Interview met Amber Webber (Lightning Dust)

achtergrond: concertavond 28 november 2019

Na een relatieve stilte van zes jaar perste het Canadese Lightning Dust met Spectre een nieuw album uit hun creatieve cloaca. Om dat te vieren daalt het bliksemstof op 28 november neder in Het Bos om daar aan een sterk staaltje sfeerschepping te doen met hun spookachtige, onheilspellende, maar even goed wonderschone songs die steunen op een psychedelische ruggengraat van synth- en folkwervels. De ideale gelegenheid om opperstrot Amber Webber eens aan de tand te voelen, dacht Bosmedewerker Tomas Serrien.

Congrats with your new album 'Spectre'. It's been a while! 'Fantasy' was released in 2013. Is there a particular reason why it took 6 years to make this fourth record?

We were busy making records and touring with Black Mountain. Also Josh plays drums in Destroyer and they did a bunch of touring over that time. I also went back to school studying gerontology for a bit of that. Also, sometimes inspiration takes longer than you think.

Can you tell us something about choosing 'Spectre' as the title for the new album? Does it refer to the haunting sound of your music?

It was actually taken from one of our favourite Royal Trux songs, 'The Spectre'. We thought it suited the vibe of the album. This album has a haunting feeling for sure. I sing a lot about souls that haunt me and about death, literally and symbolically.

Minimal electronics and rhythmic patterns are still an important part of the sound of Lightning Dust, but when I listen to 'Spectre' in comparison with 'Fantasy', the arrangements are subtler in a way. The new sound is closer to the album 'Infinite Light' from 2009: a personal, more singer-songwriter style of music. Was it a conscious choice to go back to a more intimate sound?

Yes, we were both craving a real band sound. Touring ‘Fantasy’ was difficult for us because we love playing with other musicians and feeding off their energy on stage. Playing with drum tracks halted that freedom. Plus, for me personally I'm not as interested in electronic music - it was more of a phase for me.

Are there events had an important influence in making this new album?

I'd say it was feelings that made this record, rather than actual events. It was a feeling of isolation and sadness - this was partly from the state the world is in, like Trump and the increasing number of natural disasters, but also from the strangeness of leaving the music world for a bit. Not knowing what direction to head in and an overall feeling of disconnection from the world around me. In hindsight all this was a blessing because it allowed me to write this record unhinged.

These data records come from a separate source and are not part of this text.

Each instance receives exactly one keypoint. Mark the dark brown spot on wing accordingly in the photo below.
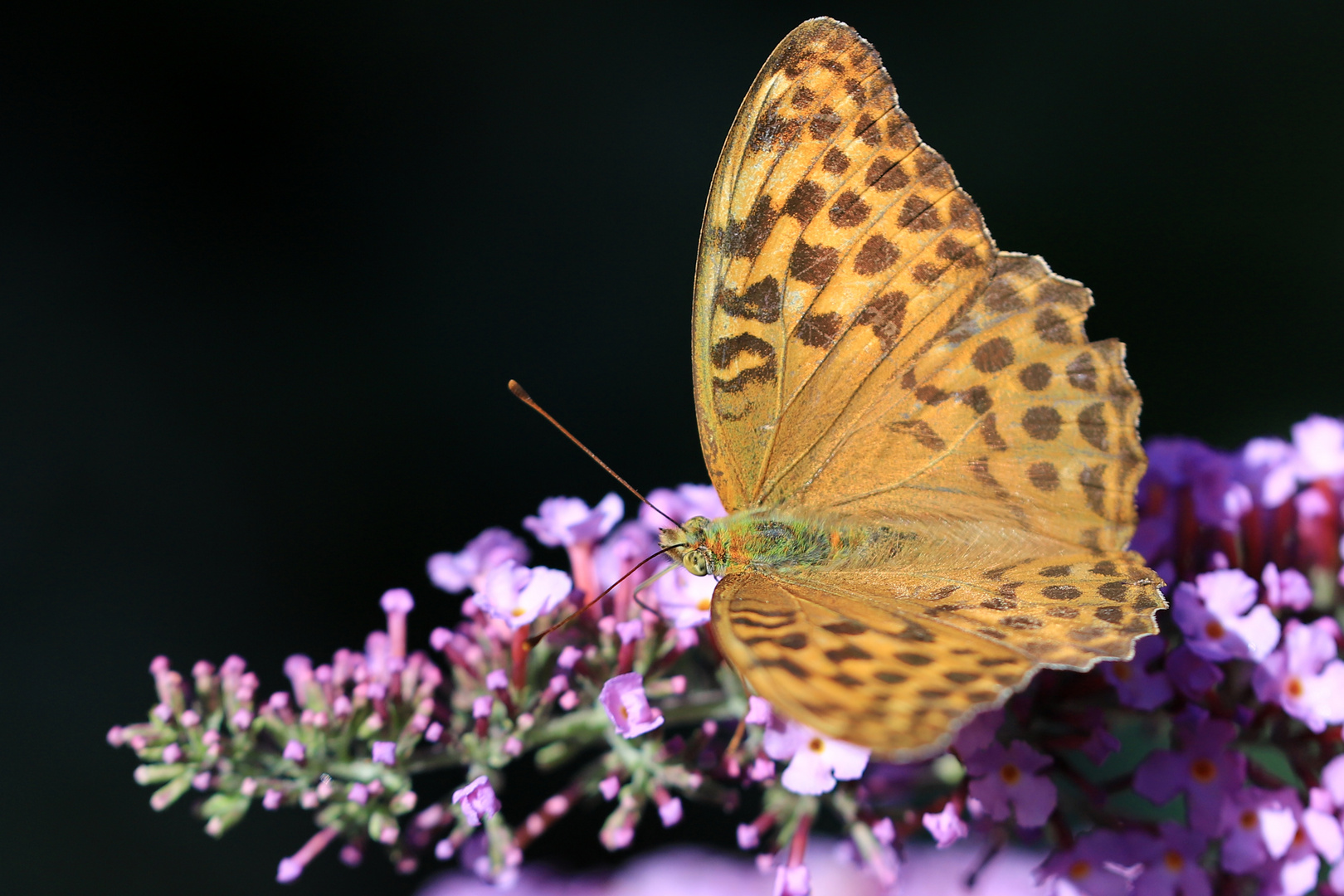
(1042, 423)
(835, 162)
(1043, 476)
(806, 201)
(817, 331)
(760, 303)
(746, 238)
(849, 210)
(977, 398)
(884, 314)
(813, 264)
(877, 256)
(1092, 425)
(1082, 373)
(824, 124)
(1034, 377)
(1053, 328)
(921, 431)
(993, 355)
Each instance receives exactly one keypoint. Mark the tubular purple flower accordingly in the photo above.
(1003, 777)
(299, 670)
(682, 504)
(670, 811)
(1135, 683)
(1090, 867)
(518, 596)
(569, 522)
(1288, 589)
(1319, 442)
(631, 631)
(1205, 770)
(1211, 616)
(468, 568)
(397, 603)
(684, 598)
(1305, 676)
(816, 762)
(293, 867)
(477, 801)
(947, 826)
(628, 707)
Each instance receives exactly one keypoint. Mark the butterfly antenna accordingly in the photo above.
(527, 399)
(537, 638)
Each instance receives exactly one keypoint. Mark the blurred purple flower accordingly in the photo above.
(1135, 684)
(979, 733)
(684, 598)
(1090, 865)
(1288, 589)
(1171, 863)
(1305, 676)
(1192, 674)
(519, 594)
(816, 762)
(1269, 468)
(628, 707)
(477, 801)
(1211, 616)
(1319, 442)
(1205, 770)
(791, 880)
(569, 522)
(947, 826)
(1003, 777)
(682, 504)
(468, 568)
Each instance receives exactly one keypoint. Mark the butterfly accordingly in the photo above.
(929, 470)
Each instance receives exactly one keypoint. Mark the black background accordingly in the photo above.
(266, 268)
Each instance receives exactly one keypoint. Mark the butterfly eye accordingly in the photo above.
(696, 562)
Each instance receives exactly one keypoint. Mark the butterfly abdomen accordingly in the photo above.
(753, 542)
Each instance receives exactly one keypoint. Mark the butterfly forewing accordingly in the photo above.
(863, 353)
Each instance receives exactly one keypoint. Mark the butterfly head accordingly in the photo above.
(689, 544)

In a recent interview you said that 'Spectre' is 'for all the women warriors that have been battling throughout life looking for a place to express themselves that feels inclusive and inspiring.' What kind of battles are you referring to?

Women are under represented as artists in mainstream culture. Unlike men, most women have to fit into this tiny glittery airbrushed photoshopped box with a ticking time bomb to be considered relevant or marketable. However, if you look close enough there are all kinds of amazing art being made by women. This art is what inspires me to continue creating. I hope Spectre inspires other women artists trying to find their coven.

'Spectre' has some guest appearances. 'A Pretty Picture' features Stephen Malkmus and 'Competitive Depression' features Dan Bejar. Can you tell something about these collaborations?

Dan Bejar is a close friend and lives next to the studio we recorded Spectre at, so we lured him in with some red wine and sweet-talked him into singing.
Stephen Malkmus came out to record the first version of the Purple Mountains album a couple of years ago. He played guitar, Josh played drums and I sang a bit on that record. We all became pals after that experience. Stephen offered to throw some guitar down when he heard we were recording, so of course we took him up on it.

What can we expect of your setup for the concert at Het Bos? Are there any important differences in comparison with earlier tours?

We are so excited to be back in Europe after not touring Lightning Dust over there for 5 years. We have so many songs to choose from. I feel our live set is now nicely curated. It's a combo of full band tunes with bass, drums, guitar synth/piano and a few that are just Josh and I playing minimal two piece arrangements.

How is the music scene in Vancouver these days? Are there some new bands we definitely have to check out?

The Vancouver scene is always surprising me with great new bands. Right now I'm very into Sandstorm (AC/DC meets Judas Priest - with an awesome female badass drummer), KCAR (rad female punk), Diamond Cafe (prince vibes) , Bored Decor (fun spazzy punk that's so fun to dance to), and Ashley Shadow (my sister’s project, it's so dark and beautiful)

What are the plans for the near future?

After the European tour we plan on heading to Mexico City and Oaxaca City to play some shows. We love Mexico so much, especially Oaxaca. We're also in the early stages of setting up some USA/Canada tours.

Thank you! And see you at Het Bos on the 28th of November!

Thanks so much for the interview, was a pleasure!